For a personal account, the best official method is to add the items to an Amazon List or Wish List, then share the list link. Go to Your Lists, open the list, and choose Invite or Send list to others. (amazon.com)
Can I share my Amazon cart directly?
Most personal Amazon accounts do not have a universal built-in “share cart” button. Amazon Business does offer a Share Cart feature for business purchasing workflows. (amazon.com)
How do I share an Amazon cart from the app?
Use the Amazon app to create a List, add cart items to that list, then share the list link through text, email, WhatsApp, Messenger, or another app. For one product, use the product page share button.
Can someone else buy my Amazon cart?
Not directly from your personal cart. They can buy items from a shared List or Wish List using their own Amazon account. For business accounts, an authorized purchaser may checkout a shared cart through Amazon Business.

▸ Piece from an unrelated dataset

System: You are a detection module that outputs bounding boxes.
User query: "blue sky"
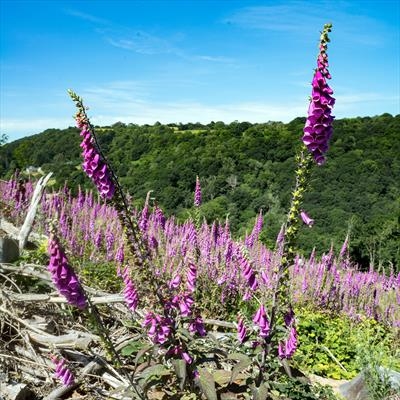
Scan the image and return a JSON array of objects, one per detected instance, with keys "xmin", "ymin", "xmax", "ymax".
[{"xmin": 0, "ymin": 0, "xmax": 400, "ymax": 140}]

Can I share an Amazon Wish List instead of a cart?
Yes. A Wish List is usually the best option for gifts or personal recommendations. Amazon lets users share lists with others for viewing or editing. (amazon.com)
Why does the other person see different prices?
Amazon prices, sellers, coupons, Prime eligibility, stock, tax, shipping, and delivery dates can vary by account, address, marketplace, and time. Tell the recipient to check the final total before buying.
Is it safe to use a third-party Amazon cart-sharing tool?
It can be useful, but review permissions, privacy, and compatibility first. Third-party cart tools are not the same as Amazon’s official personal-account sharing. Use Amazon Lists when you want the safest official method.
Can I send an Amazon cart to someone in another country?
You can share links or lists, but the recipient may not be able to buy the same items if they use another Amazon marketplace. For international sharing, use the recipient’s local Amazon site where possible.